May: An extract from ‘A Drowning, And Resurfacing Slowly,’ my short story for the Madness of North Wales project, is published in issue 104 of the New Welsh Review. (The story is temporarily removed from the Madness site for copyright reasons, while the New Welsh Review issue is still current.)
Currently working on my novel, tentatively titled Persephone, and a novella, currently titled In The Deepness of The City, an extract of which can be found here.
Work continues on Persephone, the draft title of my current novel, set in England and France during and after World War One.
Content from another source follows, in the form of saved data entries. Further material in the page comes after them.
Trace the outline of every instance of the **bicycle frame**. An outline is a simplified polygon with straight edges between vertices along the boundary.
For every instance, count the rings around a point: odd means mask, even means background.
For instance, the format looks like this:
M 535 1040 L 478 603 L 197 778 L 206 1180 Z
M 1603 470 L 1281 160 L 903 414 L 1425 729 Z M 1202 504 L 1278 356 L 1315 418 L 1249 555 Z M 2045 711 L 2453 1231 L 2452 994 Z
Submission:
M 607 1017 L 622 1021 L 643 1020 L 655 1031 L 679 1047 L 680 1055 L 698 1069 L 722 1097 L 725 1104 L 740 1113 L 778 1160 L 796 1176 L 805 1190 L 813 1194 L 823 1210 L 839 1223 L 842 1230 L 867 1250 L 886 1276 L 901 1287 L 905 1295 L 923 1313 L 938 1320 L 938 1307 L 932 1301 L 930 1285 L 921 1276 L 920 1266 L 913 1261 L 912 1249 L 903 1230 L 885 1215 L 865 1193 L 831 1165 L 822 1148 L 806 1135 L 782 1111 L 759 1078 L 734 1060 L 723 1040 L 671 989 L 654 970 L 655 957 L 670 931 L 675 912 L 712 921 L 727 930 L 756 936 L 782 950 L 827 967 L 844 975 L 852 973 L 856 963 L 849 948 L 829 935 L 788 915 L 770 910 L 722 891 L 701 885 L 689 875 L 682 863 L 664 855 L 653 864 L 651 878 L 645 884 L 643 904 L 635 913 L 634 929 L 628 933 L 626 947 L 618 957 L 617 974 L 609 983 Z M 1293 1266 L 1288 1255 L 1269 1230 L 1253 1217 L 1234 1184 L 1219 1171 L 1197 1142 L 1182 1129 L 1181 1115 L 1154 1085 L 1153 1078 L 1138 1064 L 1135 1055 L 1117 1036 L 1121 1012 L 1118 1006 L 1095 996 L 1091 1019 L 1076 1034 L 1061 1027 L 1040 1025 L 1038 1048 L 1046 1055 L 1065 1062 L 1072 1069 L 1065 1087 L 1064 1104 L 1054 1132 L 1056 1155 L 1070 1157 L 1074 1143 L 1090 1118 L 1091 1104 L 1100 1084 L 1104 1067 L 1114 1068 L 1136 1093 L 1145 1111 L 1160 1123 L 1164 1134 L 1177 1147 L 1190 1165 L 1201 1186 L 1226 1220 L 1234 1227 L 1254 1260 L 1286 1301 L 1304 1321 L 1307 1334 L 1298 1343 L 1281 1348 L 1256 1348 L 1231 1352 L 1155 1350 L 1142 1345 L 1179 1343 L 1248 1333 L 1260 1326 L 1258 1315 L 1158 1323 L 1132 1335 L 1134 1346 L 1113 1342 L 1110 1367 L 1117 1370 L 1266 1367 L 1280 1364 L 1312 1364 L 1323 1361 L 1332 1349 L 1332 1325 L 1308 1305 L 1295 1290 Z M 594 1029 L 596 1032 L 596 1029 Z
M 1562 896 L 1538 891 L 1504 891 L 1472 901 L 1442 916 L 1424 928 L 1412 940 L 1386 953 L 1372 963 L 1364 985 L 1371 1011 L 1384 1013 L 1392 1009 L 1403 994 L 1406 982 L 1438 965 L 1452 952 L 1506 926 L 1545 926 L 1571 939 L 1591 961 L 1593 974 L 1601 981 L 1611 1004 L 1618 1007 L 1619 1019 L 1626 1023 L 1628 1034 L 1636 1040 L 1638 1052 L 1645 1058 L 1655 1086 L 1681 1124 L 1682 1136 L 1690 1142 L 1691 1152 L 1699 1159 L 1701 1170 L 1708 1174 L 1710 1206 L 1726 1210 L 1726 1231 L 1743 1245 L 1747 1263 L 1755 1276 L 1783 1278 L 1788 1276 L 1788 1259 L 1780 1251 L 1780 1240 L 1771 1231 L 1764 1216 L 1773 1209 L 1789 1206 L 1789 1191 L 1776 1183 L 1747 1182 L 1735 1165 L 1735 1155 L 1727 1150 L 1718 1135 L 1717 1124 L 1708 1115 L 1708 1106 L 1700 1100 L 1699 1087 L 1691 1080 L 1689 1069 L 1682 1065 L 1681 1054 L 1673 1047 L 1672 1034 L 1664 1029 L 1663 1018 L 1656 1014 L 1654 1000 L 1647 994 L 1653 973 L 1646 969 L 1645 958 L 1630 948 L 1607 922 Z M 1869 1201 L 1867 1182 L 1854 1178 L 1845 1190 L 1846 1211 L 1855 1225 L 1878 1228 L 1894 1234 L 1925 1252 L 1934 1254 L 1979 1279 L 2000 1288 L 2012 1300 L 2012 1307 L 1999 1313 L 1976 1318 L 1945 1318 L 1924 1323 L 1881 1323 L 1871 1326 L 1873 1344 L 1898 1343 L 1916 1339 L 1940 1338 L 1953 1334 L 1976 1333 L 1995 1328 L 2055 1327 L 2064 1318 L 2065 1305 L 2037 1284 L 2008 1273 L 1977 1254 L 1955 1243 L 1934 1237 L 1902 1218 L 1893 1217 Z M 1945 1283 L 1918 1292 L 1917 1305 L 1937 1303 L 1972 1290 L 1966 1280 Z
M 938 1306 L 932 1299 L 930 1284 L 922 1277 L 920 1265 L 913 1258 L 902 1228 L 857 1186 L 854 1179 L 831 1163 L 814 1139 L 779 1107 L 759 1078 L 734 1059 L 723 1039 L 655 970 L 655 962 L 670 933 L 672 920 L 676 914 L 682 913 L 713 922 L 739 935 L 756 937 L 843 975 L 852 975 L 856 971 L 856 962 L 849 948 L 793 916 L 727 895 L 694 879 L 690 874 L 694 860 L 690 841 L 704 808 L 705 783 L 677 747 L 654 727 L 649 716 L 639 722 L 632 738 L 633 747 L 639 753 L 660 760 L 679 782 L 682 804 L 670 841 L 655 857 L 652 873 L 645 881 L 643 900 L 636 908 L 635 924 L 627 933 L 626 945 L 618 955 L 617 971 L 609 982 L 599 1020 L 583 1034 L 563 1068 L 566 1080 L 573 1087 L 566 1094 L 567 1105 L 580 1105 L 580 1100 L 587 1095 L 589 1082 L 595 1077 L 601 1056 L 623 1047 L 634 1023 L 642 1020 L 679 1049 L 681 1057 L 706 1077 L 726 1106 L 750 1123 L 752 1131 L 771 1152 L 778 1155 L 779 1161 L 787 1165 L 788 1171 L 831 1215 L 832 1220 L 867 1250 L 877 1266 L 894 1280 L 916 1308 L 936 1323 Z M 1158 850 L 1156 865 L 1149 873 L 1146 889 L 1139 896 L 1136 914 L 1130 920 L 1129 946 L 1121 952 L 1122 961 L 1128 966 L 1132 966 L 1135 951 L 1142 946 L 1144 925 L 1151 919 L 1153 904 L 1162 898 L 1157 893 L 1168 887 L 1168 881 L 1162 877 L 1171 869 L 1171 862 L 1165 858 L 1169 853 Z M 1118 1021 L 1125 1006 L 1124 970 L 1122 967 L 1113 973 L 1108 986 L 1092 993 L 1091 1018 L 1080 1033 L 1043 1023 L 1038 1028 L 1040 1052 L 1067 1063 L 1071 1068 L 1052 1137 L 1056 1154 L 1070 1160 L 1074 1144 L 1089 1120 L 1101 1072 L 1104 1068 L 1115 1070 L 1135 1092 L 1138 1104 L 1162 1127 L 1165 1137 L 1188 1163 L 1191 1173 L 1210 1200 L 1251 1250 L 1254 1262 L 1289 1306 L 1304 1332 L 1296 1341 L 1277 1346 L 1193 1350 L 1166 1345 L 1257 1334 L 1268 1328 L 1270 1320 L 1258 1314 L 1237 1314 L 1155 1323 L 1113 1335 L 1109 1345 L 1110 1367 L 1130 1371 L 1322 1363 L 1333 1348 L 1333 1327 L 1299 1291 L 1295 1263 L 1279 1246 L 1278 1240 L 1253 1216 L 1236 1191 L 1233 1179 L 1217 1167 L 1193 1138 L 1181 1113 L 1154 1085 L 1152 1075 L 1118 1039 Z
Work is completed on the first draft of novel For This Reason The Owl, but I’m holding off publishing while I look around at other opportunities. Set in a near future when manufacturing and energy production have broken down, For This Reason The Owl follows the inhabitants of a small village where every day life is a struggle to survive. Literary fiction with a magic realism twist. Read the opening chapter here.
A Drowning, and Resurfacing Slowly is published on the Madness of North Wales site. The North Wales Mental Health Research Project is an ongoing project exploring the history of psychiatry in North Wales, and is commissioning fiction based on the history of the North Wales Hospital (Denbigh Asylum). A Drowning, and Resurfacing Slowly follows the progress of a mother who is convicted of killing her two year old child.
Drift (Collected Poems) is published via Thorn and Eth.
The Myth of Wings is completed and published via Thorn and Eth. The Myth of Wings is a novel set in WWII England and the 19th century American Midwest. Ed is a young American airman stationed in England during World War Two, who falls in love with Cassie, an artist from the nearby village. Interspersed with this narrative, Ed and Cassie’s lives start anew in 19th century America, where they live as pioneers and struggle to unravel another life that only Ed remembers. Read the opening here.
Seren and Mor, a short story set in the Iron Age, is written for an ongoing project linked to the excavations of the Meillionydd hilltop enclosure, a Late Bronze Age to Middle Iron Age settlement on the Llŷn peninsula in northwest Wales.
Of The Ninth Verse is published via Thorn and Eth.